A. Yet Another Dividing into Teams
time limit per test1 second memory limit per test256 megabytes
You are a coach of a group consisting of n students. The i-th student has programming skill \(a_i\). All students have distinct programming skills. You want to divide them into teams in such a way that:
- No two students i and j such that \(|a_i - a_j| = 1\) belong to the same team (i.e. skills of each pair of students in the same team have the difference strictly greater than 1);
- the number of teams is the minimum possible.
You have to answer q independent queries.
Input
The first line of the input contains one integer q \((1 \le q \le 100)\) — the number of queries. Then q queries follow.

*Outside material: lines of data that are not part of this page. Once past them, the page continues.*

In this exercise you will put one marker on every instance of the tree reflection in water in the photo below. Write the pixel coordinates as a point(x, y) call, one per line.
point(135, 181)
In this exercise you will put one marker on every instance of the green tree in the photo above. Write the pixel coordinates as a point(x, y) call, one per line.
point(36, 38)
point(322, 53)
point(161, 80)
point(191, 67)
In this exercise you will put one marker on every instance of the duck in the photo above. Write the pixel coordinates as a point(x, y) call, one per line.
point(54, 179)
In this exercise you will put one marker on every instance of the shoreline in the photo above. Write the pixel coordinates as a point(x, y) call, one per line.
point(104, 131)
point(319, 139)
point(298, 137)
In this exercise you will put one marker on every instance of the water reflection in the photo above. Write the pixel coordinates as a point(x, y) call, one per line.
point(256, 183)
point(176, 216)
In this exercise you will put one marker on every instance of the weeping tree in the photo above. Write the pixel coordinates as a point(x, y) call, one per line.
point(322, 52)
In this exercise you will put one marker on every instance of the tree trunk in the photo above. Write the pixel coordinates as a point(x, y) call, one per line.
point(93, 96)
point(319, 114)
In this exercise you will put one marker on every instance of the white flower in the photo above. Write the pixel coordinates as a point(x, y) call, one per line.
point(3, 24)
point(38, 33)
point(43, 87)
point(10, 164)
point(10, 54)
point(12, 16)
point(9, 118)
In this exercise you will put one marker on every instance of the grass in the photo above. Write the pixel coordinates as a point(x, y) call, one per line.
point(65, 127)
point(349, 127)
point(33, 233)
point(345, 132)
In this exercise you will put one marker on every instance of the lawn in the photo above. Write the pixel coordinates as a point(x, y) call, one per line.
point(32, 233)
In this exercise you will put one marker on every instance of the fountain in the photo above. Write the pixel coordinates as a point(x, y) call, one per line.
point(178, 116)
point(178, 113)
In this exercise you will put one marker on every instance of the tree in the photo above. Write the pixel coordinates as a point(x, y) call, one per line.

The first line of the query contains one integer n \((1 \le n \le 100)\) — the number of students in the query. The second line of the query contains n integers \(a_1, a_2, \dots, a_n\) \((1 \le a_i \le 100\), all a_i are distinct), where a_i is the programming skill of the i-th student.
Output
For each query, print the answer on it — the minimum number of teams you can form if no two students i and j such that \(|a_i - a_j| = 1\) may belong to the same team (i.e. skills of each pair of students in the same team has the difference strictly greater than 1)
Exampleinput
4 4 2 10 1 20 2 3 6 5 2 3 4 99 100 1 42
output
2 1 2 1
Note
In the first query of the example, there are n=4 students with the skills a=[2, 10, 1, 20]. There is only one restriction here: the 1-st and the 3-th students can't be in the same team (because of \(|a_1 - a_3|=|2-1|=1\)). It is possible to divide them into 2 teams: for example, students 1, 2 and 4 are in the first team and the student 3 in the second team.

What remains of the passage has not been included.